[Linux-cluster] File system slow & crash

Thu Apr 22 09:56:25 UTC 2010

Hi,

On Thu, 2010-04-22 at 02:29 +0700, Somsak Sriprayoonsakul wrote:
> Just notice that, on a node it is using kernel version
> 2.6.18-164.15.1.el5. Don't sure if the difference has any effect.
> 
> On Thu, Apr 22, 2010 at 2:27 AM, Somsak Sriprayoonsakul
> <somsaks at gmail.com> wrote:
>         Hello,
>         
>         We are using GFS2 on 3 nodes cluster, kernel
>         2.6.18-164.6.1.el5, RHEL/CentOS5, x86_64 with 8-12GB memory in
>         each node. The underlying storage is HP 2312fc smart array
>         equipped with 12 SAS 15K rpm, configured as RAID10 using 10
>         HDDs + 2 spares. The array has about 4GB cache. Communication
>         is 4Gbps FC, through HP StorageWorks 8/8 Base e-port SAN
>         Switch.
>         
>         Our application is apache version 1.3.41, mostly serving
>         static HTML file + few PHP. Note that, we have to downgrade to
>         1.3.41 due to application requirement. Apache was configured
>         with 500 MaxClients. Each HTML file is placed in different
>         directory. The PHP script modify HTML file and do some locking
>         prior to HTML modification. We use round-robin DNS to load
>         balance between each web server.
>         
Is the PHP script creating new html files (and therefore also new
directories) or just modifying existing ones?

Ideally you'd set up the system so that all accesses to a particular
html file all go to the same node under normal circumstances and only
fail over to a different node in the case of that particular node
failing. That way you will ensure locality of access under normal
conditions and thus get the maximum benefit from the cluster filesystem.

>From your description I suspect that its the I/O pattern across nodes
which is causing the main problem which you describe. I suspect that the
DNS round robin is making the situation worse since it will be
effectively randomly assigning requests to nodes.

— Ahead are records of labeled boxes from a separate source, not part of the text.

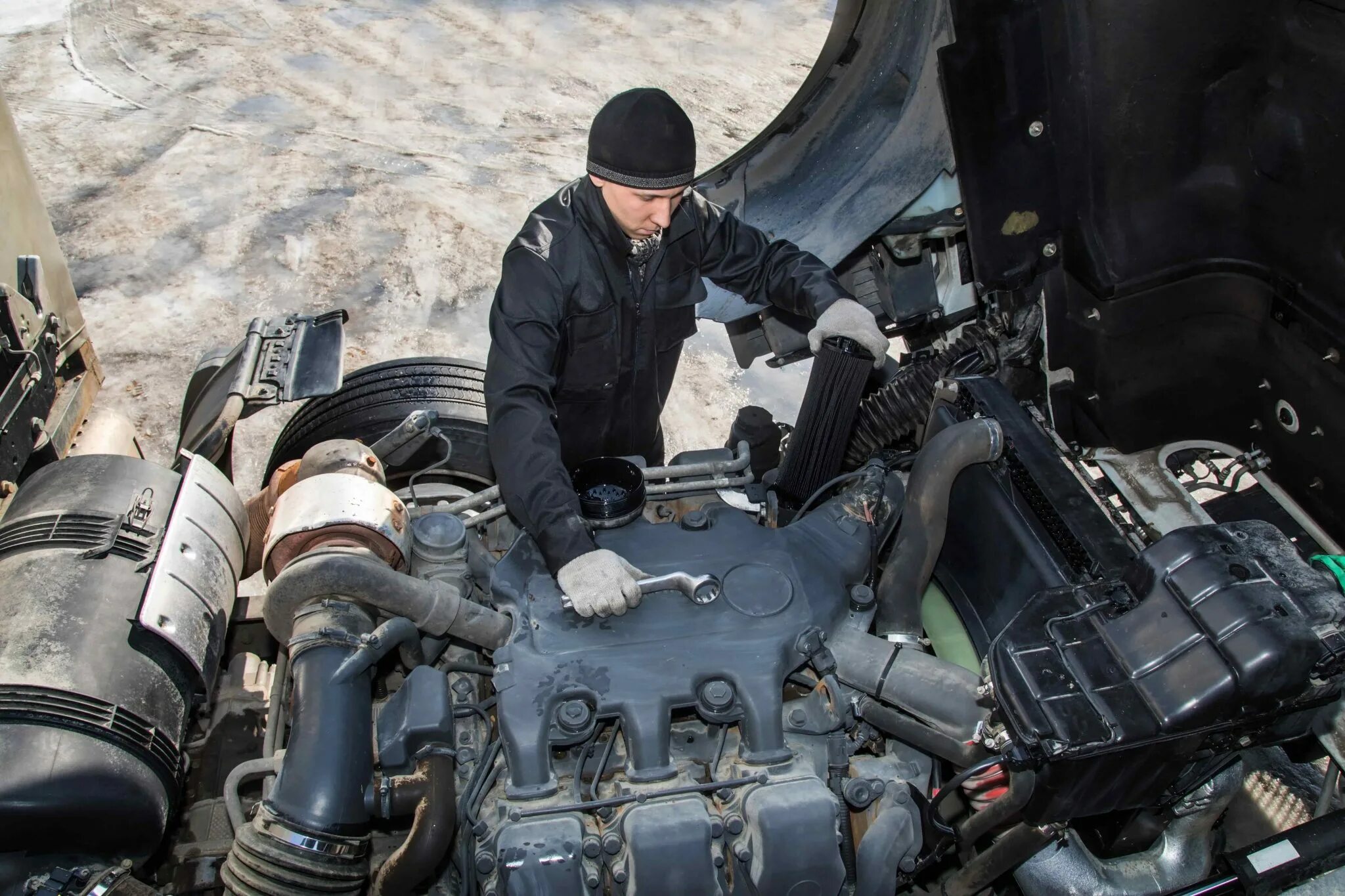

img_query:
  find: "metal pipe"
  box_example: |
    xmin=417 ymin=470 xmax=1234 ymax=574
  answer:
xmin=332 ymin=616 xmax=425 ymax=684
xmin=875 ymin=416 xmax=1003 ymax=642
xmin=854 ymin=696 xmax=990 ymax=769
xmin=262 ymin=548 xmax=514 ymax=649
xmin=1158 ymin=439 xmax=1345 ymax=553
xmin=225 ymin=750 xmax=285 ymax=830
xmin=368 ymin=756 xmax=457 ymax=896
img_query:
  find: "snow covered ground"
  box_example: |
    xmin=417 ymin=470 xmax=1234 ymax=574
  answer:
xmin=0 ymin=0 xmax=834 ymax=489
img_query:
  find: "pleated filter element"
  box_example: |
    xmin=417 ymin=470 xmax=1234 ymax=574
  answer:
xmin=775 ymin=336 xmax=873 ymax=502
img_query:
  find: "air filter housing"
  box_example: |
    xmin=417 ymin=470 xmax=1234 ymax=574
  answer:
xmin=775 ymin=336 xmax=873 ymax=503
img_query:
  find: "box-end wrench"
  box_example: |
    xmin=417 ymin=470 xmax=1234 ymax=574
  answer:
xmin=561 ymin=572 xmax=720 ymax=610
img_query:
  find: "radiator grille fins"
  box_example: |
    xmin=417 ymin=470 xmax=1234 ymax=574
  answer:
xmin=0 ymin=513 xmax=149 ymax=563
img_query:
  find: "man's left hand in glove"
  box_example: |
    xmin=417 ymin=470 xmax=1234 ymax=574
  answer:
xmin=808 ymin=298 xmax=888 ymax=367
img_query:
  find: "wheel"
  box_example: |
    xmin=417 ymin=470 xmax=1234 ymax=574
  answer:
xmin=267 ymin=357 xmax=495 ymax=493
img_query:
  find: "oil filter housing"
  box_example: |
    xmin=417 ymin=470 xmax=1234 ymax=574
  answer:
xmin=0 ymin=454 xmax=248 ymax=860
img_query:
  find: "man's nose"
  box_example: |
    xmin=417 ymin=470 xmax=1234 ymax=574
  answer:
xmin=653 ymin=203 xmax=672 ymax=230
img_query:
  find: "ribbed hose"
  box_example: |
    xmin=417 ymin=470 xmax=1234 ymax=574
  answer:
xmin=219 ymin=825 xmax=368 ymax=896
xmin=843 ymin=326 xmax=997 ymax=470
xmin=775 ymin=336 xmax=873 ymax=502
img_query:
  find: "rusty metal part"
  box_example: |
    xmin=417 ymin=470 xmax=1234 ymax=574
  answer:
xmin=368 ymin=756 xmax=456 ymax=896
xmin=299 ymin=439 xmax=387 ymax=485
xmin=262 ymin=473 xmax=412 ymax=580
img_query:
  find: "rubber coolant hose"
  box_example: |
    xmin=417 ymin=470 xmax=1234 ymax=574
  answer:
xmin=877 ymin=416 xmax=1003 ymax=642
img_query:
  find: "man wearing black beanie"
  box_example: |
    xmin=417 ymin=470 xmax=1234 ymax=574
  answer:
xmin=485 ymin=87 xmax=888 ymax=616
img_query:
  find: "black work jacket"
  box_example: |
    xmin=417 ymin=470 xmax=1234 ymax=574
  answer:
xmin=485 ymin=176 xmax=849 ymax=574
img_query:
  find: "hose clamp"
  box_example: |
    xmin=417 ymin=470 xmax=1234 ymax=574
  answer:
xmin=253 ymin=810 xmax=368 ymax=859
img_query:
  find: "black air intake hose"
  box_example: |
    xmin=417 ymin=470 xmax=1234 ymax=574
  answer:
xmin=221 ymin=601 xmax=374 ymax=896
xmin=845 ymin=326 xmax=998 ymax=470
xmin=776 ymin=336 xmax=873 ymax=502
xmin=875 ymin=416 xmax=1005 ymax=642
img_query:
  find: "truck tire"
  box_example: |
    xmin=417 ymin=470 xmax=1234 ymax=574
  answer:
xmin=262 ymin=357 xmax=495 ymax=492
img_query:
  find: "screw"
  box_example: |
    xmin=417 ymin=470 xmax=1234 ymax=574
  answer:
xmin=701 ymin=678 xmax=733 ymax=712
xmin=556 ymin=700 xmax=593 ymax=731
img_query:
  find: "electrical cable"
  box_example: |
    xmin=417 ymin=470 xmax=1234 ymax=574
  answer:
xmin=589 ymin=716 xmax=621 ymax=800
xmin=929 ymin=754 xmax=1005 ymax=837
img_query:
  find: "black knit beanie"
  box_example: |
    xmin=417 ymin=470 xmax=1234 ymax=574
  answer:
xmin=588 ymin=87 xmax=695 ymax=190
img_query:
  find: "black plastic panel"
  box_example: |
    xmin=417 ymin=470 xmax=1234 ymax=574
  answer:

Having said that, killing processes using GFS2 or trying to umount it
should not cause an oops. The kill maybe ignored for processes in
'D' (uninterruptible sleep) and likewise the umount may fail with
-EBUSY, but any oops is a bug. Please report it via Red Hat's bugzilla.

Using the num_glockd= command line parameter is not recommended with
GFS2 (in fact it doesn't exist/is ignored in more recent versions) and
setting data=writeback may or may not actually improve performance (it
depends upon the individual workload) but it does increase the
possibility of seeing corrupt data if there is a crash. I would
generally caution against using data=writeback except in very special
cases.

Steve.